Tomó camino al centro de esa ciudad nueva para él, donde no conocía a nadie, donde lo único malo que podía tener una cerveza era que no había con quien compartirla, como lo hacía en su pueblo, entre amigos, contando los cuentos de siempre.
Frente a él creció la barra, amigable y salvadora.

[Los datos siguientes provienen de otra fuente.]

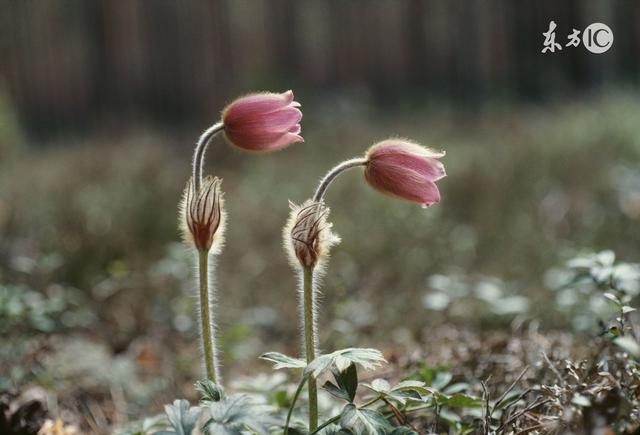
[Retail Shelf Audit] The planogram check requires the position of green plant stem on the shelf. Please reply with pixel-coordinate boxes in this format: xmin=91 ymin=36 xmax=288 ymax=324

-Dos cuello negro -dijo con seguridad.
Y el sifón espumoso, sonoro y lento de espesura comenzó a llenar hasta el colmo un jarra grande y larga de vikingo; en ese instante cerró sus ojos y estuvo en su barrio tomando en la puerta de una licorería, a pico de botella, sentado como todos los demás en gaveras y pedazos de cartón, tomando y sudando.
Luego abrió los ojos y pidió otra cuello negro.
Sentía que el mundo se reducía a esa cerveza, al fondo se escuchaba música country, el frío de siempre ganaba su espacio acostumbrado, se puso los guantes y la bufanda, se ajustó la chaqueta y se tomó una selfie; y fue en ese momento que notó que desde una mesa lo llamaban con una seña de la mano, lo invitaron a sentarse y lo hizo, a los pocos segundos una tibia mano toma la de él y juntos salieron a la calle.
Los perros de allí son leones marinos que en momentos se atraviesan como elefantes muertos, el río es ancho y bravo, llega a su casa con ella, seguro de que no la verá nunca más.